# Throwing out a non-distinct ball while also picking a ball without replacement

Let's say I have $$N$$ balls, of which $$k$$ are red and the rest are blue. The probability that I pick all the red balls without replacement in $$n$$ attempts is:

$$\frac{\binom{k}{k}*\binom{N-k}{n-k}}{\binom{N}{n}}$$ right? But what if I peek into the bag and discard one blue ball after each random draw, regardless of what was chosen?

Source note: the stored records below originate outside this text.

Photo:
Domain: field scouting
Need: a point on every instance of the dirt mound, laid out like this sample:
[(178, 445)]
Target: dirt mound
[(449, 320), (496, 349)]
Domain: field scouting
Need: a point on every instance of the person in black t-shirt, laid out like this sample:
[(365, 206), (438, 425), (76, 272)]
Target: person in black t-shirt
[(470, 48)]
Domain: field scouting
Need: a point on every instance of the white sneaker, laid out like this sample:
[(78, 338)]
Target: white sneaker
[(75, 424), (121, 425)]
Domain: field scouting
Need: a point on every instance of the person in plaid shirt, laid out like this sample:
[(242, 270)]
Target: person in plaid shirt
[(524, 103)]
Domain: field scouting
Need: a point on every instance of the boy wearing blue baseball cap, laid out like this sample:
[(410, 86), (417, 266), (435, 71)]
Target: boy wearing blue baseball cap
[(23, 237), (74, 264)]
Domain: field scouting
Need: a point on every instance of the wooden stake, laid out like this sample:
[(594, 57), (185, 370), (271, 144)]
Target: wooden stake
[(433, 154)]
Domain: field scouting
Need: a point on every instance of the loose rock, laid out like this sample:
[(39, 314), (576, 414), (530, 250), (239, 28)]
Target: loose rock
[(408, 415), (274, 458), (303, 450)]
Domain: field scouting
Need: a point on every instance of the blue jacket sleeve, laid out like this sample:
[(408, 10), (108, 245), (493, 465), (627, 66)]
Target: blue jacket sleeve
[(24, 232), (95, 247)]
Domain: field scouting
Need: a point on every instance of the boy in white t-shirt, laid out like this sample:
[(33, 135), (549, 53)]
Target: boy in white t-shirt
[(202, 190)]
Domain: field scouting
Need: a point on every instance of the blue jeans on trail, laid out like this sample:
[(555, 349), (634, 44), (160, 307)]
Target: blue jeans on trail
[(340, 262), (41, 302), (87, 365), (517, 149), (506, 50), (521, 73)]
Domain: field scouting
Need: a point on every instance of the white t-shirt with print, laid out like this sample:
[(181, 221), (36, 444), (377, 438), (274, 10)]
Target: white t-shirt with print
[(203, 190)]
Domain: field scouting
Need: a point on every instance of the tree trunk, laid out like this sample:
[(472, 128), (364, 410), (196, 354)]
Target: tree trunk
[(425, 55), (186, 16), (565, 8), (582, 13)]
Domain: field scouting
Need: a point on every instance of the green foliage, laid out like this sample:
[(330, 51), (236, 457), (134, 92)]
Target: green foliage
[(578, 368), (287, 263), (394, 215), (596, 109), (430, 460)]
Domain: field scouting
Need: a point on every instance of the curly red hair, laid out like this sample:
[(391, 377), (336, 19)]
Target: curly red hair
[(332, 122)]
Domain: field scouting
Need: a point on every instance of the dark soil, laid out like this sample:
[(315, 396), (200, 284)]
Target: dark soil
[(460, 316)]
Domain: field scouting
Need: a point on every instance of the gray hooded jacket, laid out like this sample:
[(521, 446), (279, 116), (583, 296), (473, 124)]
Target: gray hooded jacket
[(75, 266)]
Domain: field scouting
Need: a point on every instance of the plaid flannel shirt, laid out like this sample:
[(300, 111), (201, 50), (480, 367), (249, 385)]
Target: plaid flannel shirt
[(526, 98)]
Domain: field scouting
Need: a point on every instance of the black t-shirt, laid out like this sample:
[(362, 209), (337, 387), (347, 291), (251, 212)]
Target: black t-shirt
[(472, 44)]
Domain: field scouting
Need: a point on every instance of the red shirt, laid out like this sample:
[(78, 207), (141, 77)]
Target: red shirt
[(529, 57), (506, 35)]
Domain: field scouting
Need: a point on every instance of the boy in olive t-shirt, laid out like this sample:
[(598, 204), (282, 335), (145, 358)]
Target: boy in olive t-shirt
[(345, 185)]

What would the probability be then?

• Discard a blue no matter which ball is selected? – David G. Stork Jan 17 at 1:16
• Yes, discard a blue regardless – Eliot Jan 17 at 1:19
• You first probability should be $\binom{k}n\binom{N-k}0\big/\binom{N}n$. – Mike Earnest Jan 17 at 1:36
• A clearer statement of the procedure proposed in the body of your Question would improve it. While the title includes the phrase "with replacement" (as also the phrase "non-distinct ball"), it invites confusion to have critical information that appears only in the title and not in the body. In particular it is unclear from what collection you intend to "discard one blue ball after each random draw." – hardmath Jan 17 at 1:43
• "without replacement" sorry! ugh very unfortunate typo. – Eliot Jan 17 at 1:59

The probability the first ball is red is $$\frac{k}N$$. The probability the second ball is red is $$\frac{k-1}{N-2}$$. And so on. Continuing for $$n$$ balls, the probability is $$\frac{k(k-1)\cdots (k-n+1)}{N(N-2)\cdots(N-2(n-1))}=\frac{k!\cdot (N-2n)!!}{(k-n)!\cdot N!!}.$$ where $$N!!=N(N-2)(N-4)\cdots$$, with the product stopping at $$2$$ or $$1$$ according to whether $$N$$ is even or odd, respectively.